社長の独り言
● ウクライナホテル

ロシアの南への玄関口にあたるキエフ駅付近は、スリの被害や酔っ払いのトラブルが絶えない厄介な場所のひとつであった。が、久しぶりに車で通ったら花壇や噴水が整備され、ヨーロッパ広場と呼ばれる憩いの場所と化していた。

 

キエフ駅を背に、モスクワ川を前方に見て、左手道路を越えたところにソ連時代を代表するゴシック建築のウクライナホテルの尖塔が空に伸びている。現在は改修中ということで閉鎖されているが、ソ連時代は外国人が宿泊できる数少ないホテルの一つであり、多くの日本人もこのホテルに宿泊し、ビジネスや観光の拠点としていた。
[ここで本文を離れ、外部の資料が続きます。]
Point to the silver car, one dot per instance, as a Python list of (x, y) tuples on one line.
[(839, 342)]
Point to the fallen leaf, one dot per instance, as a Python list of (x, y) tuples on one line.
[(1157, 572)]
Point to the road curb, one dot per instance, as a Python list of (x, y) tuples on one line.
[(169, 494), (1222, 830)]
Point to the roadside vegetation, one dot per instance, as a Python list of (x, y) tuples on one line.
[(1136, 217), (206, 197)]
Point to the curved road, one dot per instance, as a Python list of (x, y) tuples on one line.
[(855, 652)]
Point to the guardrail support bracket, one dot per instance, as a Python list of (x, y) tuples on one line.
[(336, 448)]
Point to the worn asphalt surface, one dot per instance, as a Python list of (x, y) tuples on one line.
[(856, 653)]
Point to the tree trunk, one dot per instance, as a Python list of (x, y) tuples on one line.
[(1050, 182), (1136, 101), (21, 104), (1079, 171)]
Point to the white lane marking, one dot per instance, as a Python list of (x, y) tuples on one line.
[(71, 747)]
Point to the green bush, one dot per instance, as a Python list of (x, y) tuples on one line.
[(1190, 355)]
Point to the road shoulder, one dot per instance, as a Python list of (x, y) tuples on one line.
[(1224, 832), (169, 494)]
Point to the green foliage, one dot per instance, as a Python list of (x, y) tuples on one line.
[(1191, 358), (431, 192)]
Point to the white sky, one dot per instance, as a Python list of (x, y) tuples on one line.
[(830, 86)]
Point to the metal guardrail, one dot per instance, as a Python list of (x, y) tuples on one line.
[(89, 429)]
しかし、ホテルの地下の大防空壕、いや倉庫街に足を踏み入れた日本人は、めったにいないであろう。

 

私のロシアビジネス体験のなかで、強烈に脳裏に残っている風景がある。

10数年前、日本の造花を輸出するビジネスを手がけていた頃、造形植物のグリーンを現地調達するため、紹介されるままウクライナホテルの地下に案内された。
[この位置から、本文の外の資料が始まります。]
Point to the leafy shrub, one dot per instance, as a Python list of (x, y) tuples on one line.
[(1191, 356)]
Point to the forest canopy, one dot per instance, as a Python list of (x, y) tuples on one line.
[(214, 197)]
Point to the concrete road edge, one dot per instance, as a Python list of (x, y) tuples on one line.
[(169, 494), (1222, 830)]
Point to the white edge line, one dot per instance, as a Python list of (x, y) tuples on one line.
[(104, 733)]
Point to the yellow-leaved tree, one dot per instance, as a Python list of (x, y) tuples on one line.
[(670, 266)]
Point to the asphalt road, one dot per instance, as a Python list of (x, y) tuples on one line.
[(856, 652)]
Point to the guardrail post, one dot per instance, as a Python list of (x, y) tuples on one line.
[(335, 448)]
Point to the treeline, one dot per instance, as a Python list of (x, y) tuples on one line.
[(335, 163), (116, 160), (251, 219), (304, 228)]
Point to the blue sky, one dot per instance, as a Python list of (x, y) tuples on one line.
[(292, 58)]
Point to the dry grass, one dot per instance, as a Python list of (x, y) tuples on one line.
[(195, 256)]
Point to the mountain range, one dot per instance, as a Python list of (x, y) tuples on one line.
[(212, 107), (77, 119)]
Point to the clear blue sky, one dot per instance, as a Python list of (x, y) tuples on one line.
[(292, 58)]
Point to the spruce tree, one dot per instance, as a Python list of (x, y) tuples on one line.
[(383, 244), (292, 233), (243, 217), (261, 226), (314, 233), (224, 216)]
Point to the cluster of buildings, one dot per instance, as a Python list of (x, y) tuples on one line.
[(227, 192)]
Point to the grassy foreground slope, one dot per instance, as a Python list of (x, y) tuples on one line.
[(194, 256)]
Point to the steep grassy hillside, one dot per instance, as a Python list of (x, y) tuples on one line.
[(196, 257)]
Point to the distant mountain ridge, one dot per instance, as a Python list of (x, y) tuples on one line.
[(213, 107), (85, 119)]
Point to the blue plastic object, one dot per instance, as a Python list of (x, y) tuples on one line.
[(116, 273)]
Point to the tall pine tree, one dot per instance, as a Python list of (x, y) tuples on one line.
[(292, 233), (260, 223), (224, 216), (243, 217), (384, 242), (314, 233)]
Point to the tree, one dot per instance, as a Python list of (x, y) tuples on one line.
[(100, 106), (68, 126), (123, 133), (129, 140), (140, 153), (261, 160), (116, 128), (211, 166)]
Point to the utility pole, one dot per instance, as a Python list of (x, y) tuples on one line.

車でホテルの裏に廻ると、外からは見えにくいが、ゆるい下り坂の先に重厚な鉄の扉があった。通訳兼案内のロシア人男性が扉の脇のボタンを押し、しばらくすると扉がゆっくりと観音開きに動き出した。

正面に壁があり、眼を凝らすと、その左右に奥へ続く道らしきものが見えた。左側の道に車を入れると、入れ違いに右側の道から突然大型トラックがかなりのスピードで走り去っていった。私達の乗用車はライトをつけ、奥へ進んでいく。一定の間隔で壁に小さな照明がついているほかは真っ暗である。数台の車とすれ違ったり、止まっている車を追い越したりしたが、どう考えてもここはウクライナホテルの地下。とある壁の前で車が止まった。壁とばかり思っていたが、よく見ると所々にドアがある。もっとよく見るとドアには数字や記号らしきものが書いてある。案内人は持ってきたメモとドアの文字を確認するとノックした。ドアが内側に開き、中近東あたりの風貌をした男性が、中に招きいれた。
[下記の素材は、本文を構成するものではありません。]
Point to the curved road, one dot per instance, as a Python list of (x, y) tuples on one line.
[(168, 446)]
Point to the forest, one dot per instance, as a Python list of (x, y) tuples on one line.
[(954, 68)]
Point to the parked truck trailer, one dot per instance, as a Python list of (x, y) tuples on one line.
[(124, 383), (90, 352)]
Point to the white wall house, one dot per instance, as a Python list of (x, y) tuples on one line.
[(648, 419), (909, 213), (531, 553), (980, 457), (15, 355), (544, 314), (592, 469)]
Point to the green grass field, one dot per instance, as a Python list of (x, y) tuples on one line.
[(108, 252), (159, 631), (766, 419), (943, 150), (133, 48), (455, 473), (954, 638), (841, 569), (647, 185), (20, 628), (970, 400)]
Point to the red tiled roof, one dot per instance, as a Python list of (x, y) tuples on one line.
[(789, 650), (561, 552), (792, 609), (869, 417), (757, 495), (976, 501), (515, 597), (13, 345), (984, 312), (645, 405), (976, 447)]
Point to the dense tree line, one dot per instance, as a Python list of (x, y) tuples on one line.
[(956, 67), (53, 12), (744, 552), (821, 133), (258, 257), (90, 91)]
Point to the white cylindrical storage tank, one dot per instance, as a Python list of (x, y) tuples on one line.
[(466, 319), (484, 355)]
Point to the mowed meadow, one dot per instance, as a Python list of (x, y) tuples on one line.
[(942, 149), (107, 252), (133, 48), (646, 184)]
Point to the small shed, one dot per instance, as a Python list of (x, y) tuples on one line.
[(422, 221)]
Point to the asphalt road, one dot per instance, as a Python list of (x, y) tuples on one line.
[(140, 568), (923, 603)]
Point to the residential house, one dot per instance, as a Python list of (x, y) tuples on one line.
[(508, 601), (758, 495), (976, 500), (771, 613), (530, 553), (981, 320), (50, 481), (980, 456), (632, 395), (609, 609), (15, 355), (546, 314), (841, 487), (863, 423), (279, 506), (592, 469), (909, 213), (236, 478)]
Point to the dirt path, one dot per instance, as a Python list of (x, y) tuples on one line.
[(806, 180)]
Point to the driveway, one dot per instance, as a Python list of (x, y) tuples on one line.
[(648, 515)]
部屋の中は明るく、いくつかの部屋や地下への階段、2階、3階への階段があった。立派な倉庫である。私達が必要とする造形グリーンやその他、ディスプレイに使用できそうなものが棚に満載されている。東南アジア、イスラエル、アフリカなどから運ばれてきたものらしい。つまりここはグレーマーケットの倉庫か。他のドアを開けたら、おそらく化粧品、コンピュータ、家電製品、自動車部品、自動車もあるかもしれない。

とりあえず必要なものを注文。金額交渉を始めようとしたが、もしこの場で事故や事件にあって命を落としても、遺体は絶対発見されないだろという恐怖心が湧いてきた。早く逃げ出したい!

 

再び重い鉄の扉から、外の空気に触れたとき、ひと時の悪夢からさめた心地がした。ホテルの改修であの地下倉庫街はどのように変身するのだろうか。それともソ連時代の遺物として闇に消えていくのであろうか。